About
At Tagoras (pronounced tah-GOR-us), we have more than 15 years of experience serving the market for continuing education, professional development, and lifelong learning. We consult with organizations in the learning business on how to maximize their reach, revenue, and impact, and we provide a range of educational content and experiences to support those who serve and are served by learning businesses.
Tagoras was launched in 2007 by Jeff Cobb and Celisa Steele, veteran edupreneurs with deep roots in learning, technology, and the market for adult education. Over the years, the company has grown into a team with expertise in all major aspects of the learning business landscape. Through our consulting services as well as through our publishing channels we aim to be an indispensable source of knowledge, insight, and connection in the market for continuing education, professional development, and lifelong learning.
Our name, Tagoras (pronounced tah-GOR-us), is a neologism that draws meaning from three sources.
Tag
Tags (< >) add descriptive metadata to online text, images, video, and other resources and are essential to the syntax and structure of the Web. Tags are about making sense of things. We are too, and our sense-making goal is reflected visually in the two connected tags that form the basis of our logo.
Agora
In ancient Greece, the agora was the public marketplace and the center of civic interaction. It was where citizens connected, transacted business, and learned. Today’s lifelong learning market is just as vital as the agora was.
Protagoras
Plato credits this ancient Greek philosopher with founding the Sophist movement. Unjustly maligned in subsequent centuries (especially by Plato himself), the Sophists were the first professional teachers, seeking truth through dialogue. We want to reclaim the tradition of teaching excellence that Protagoras started.
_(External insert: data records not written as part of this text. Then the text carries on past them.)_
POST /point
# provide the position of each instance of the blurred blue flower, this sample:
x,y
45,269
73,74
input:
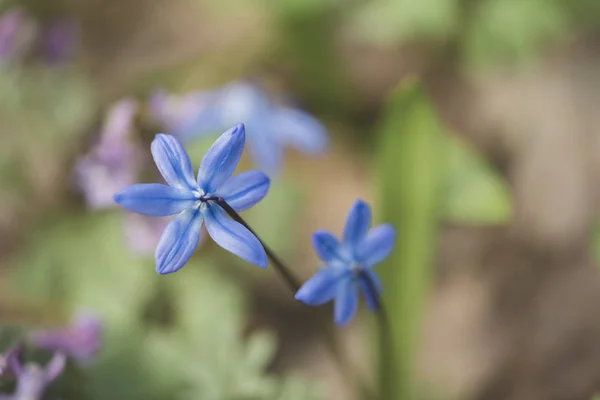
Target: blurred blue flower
x,y
195,200
348,265
80,341
32,379
114,162
270,127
The Learning Business Landscape
Our work spans a landscape that includes learning businesses as well as the broader stakeholder groups they serve and rely upon.
Learning businesses are market-facing providers of learning. They create learning experiences and sell them to adult lifelong learners. They have to generate revenue, and most of them have to generate profit. So they are businesses and they are learning providers. The blend of those two roles makes them learning businesses.
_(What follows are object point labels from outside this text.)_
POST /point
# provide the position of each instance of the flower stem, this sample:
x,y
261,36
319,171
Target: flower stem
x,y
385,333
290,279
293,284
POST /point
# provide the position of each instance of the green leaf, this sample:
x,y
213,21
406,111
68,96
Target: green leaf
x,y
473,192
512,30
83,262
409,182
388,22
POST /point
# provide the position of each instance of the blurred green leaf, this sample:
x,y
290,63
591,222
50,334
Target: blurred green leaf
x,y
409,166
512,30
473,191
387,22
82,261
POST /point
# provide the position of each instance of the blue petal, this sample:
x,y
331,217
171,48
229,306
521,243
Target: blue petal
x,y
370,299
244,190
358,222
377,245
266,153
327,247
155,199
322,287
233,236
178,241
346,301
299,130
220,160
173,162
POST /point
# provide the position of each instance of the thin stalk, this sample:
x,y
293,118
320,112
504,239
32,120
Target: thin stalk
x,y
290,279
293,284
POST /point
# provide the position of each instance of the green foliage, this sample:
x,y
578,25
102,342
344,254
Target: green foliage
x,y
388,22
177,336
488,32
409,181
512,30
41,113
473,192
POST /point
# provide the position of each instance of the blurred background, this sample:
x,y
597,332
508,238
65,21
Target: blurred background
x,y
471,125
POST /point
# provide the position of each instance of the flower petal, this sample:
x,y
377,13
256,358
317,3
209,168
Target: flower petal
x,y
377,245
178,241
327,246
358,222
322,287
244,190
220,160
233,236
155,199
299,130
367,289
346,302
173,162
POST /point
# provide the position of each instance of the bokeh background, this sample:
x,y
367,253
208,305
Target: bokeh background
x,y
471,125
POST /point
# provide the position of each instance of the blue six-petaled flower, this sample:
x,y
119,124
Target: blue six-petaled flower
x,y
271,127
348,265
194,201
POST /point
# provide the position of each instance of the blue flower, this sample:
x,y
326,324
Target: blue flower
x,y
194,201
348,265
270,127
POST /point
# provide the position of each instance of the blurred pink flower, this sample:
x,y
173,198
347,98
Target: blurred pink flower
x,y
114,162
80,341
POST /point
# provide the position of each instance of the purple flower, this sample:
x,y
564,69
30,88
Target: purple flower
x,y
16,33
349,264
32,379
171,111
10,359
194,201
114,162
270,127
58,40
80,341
Learning businesses are different from corporate learning and development and higher education degree programs. They operate within in a landscape that includes the trade and professional associations, academic continuing education units, and training firms that we serve through our consulting services and Leading Learning.
That landscape also includes individual subject matter experts and small expertise-based businesses we serve through Learning Revolution. These are people who have more options than ever to go out on their own to provide education and training to their audiences, but they often also work with learning businesses. Many learning businesses rely on subject matter experts to deliver conference sessions and online education, for example.
Finally, learning businesses and experts operate within and are participants in a broader landscape made up of the lifelong learners we serve through Mission to Learn. These are the individuals who are the followers and customers of learning businesses. Individuals who are continually trying to figure out what they need to know and how to keep their skills and knowledge up to date, looking at the wide – and often confusing – range of options now available to them, and trying to find ones that match what they need and want.
The reason we coined the term “learning business” is because there wasn’t a succinct term that encompassed all of these organizations and the audiences they serve, and yet we see commonalities, such as being market-facing and serving adult learners. In addition to be being useful for distinguishing these types of learning providers, the term also provides a sense of community and connection.
At Tagoras, our goal is to amplify each aspect of the learning business landscape, increase the impact of the work that learning businesses and experts do, and elevate the role of lifelong learning in society.